Sometimes I feel like a little kid sitting in the back seat of my father’s car saying, “Are we there yet?” After watching the evening’s news and trying to understand each day’s horrors I want to pray to my heavenly Father, “Are we there yet?” The senselessness of groups killing each other just never seems to stop. There is some primitive stupidity in our human minds that leads us to think life will be better if only we can kill that other group of people. Is it a fear that we better kill them before they kill us? Could it be the idea that we could be richer if we stole their natural resources? Could it be kings and presidents start wars because they want to be remembered? I know the presidents I best remember are wartime presidents. Who remembers Chester What’s His Name Arthur or Franklin Pierce? But we do remember Washington, Lincoln and Roosevelt.
To keep me from constantly asking, “Are we there yet?” my father would stop at a gas station and get a map (they were free then) and show me where we were and where we were going.
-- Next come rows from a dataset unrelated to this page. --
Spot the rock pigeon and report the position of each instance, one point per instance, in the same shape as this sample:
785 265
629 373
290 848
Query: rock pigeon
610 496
That helped. Maybe that is why we seem so hungry for signs and omens in the news. If we had some clear markings along God’s timeline perhaps we would not have to keep praying, “Are we there yet?”
What I do know is I am closer than most. I am most likely within ten or fifteen years while most people in the world are under thirty and have a much longer journey ahead. I wonder why we ask, “Are we there yet?” and yet rue the truth that we are getting old. We should be welcoming age. It means we are almost there.